Given that context, leading the company’s introduction to modernized tooling, and its first major release in the cloud, is a journey I’m very proud of to this day. But, because of how our NOC was set up and how it worked, those successes led to some unexpected issues.
Always-busy L2s and L3s
In the NOC, the standard process of maintenance and troubleshooting was to have the team watch 10+ monitors full of data from Zabbix, CloudWatch, AppDynamics, SolarWinds, OEM, Splunk, and VCenter.
The L1 operators were often entry-level and had little to no chance of making sense of the constant onslaught of data. This forced them to frequently make Serena and/or Jira tickets and page out to L2 and L3 support…which meant that our L2s and L3s (senior engineers) were having to constantly troubleshoot and put out fires, taking time away from what they really needed to work on.
Now we started to ask ourselves: “How do we continue to grow now that all of our Senior Engineers are so busy supporting our new products on our new platform?”
Someone suggested that we needed SREs. “SREs everywhere!”, we heard.

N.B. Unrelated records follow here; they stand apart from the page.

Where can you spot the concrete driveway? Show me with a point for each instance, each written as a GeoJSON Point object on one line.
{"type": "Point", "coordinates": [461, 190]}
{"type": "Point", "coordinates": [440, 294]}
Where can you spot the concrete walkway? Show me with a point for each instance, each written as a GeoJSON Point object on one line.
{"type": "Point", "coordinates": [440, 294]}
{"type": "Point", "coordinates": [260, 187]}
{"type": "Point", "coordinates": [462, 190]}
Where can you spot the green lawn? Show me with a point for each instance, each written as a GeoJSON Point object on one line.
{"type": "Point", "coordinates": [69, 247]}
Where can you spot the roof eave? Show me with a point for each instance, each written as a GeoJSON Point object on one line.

The SRE answer was based on needing full stack engineers who could understand networking, storage, cloud, containerization, and infrastructure, as code. If an engineer could understand all of those things, s/he would be able to troubleshoot and maintain our newest application that was moving over 25 billion dollars a quarter, through the US financial system.
But good SREs are very hard to find, and they are very expensive, so it wasn’t a very good answer!
I knew I couldn’t find the SREs we wanted or find the L2/L3 headcount/budget we needed, so I began to look for ways to solve the very real and very painful problem of exploding alert noise.
That’s when I found BigPanda.
I realized that BigPanda could collect, normalize, de-duplicate and correlate alert data from all our monitoring tools and present them to the NOC in a single pane of glass. The thousands of alerts per day (well… probably more if we hadn’t essentially turned off AppDynamics alerting) would be correlated into maybe 25 incidents. Those incidents could then be triaged appropriately and automatically or better yet, solved by the NOC team via direct links to runbooks or webhooks to remediation scripts.
It was obvious to me that BigPanda could not only solve the operational support issues affecting my new FinTech platform, but also do the same for our legacy applications.
Enterprises have ready access to a number of good, powerful monitoring tools today. By design, these tools generate a staggering amount of alert data. Left ‘untreated’, this alert data can easily overwhelm most NOC operators and diminish the ROI from these tools.
BigPanda can make a real difference in that situation by consolidating alerts from various monitoring tools, reducing the noise, correlating alerts into actionable incidents and most importantly, helping enterprises reduce outages and the durations of any outages that do occur.
From a team standpoint, BigPanda will enable your engineers to be engineers and your NOC teams to fully support your new projects, services and applications. With BigPanda your production pipeline will thrive again!
Once I realized what BigPanda was capable of and how transformational it could be, I wanted to share it with the larger technical community…which is how I ended up as a Solution Architect role at BigPanda today. Having worked closely with NOC Managers and IT Ops and understanding their daily pain, it’s quite fulfilling to help them understand the very real and transformative difference BigPanda can make in their lives and their teams’ lives!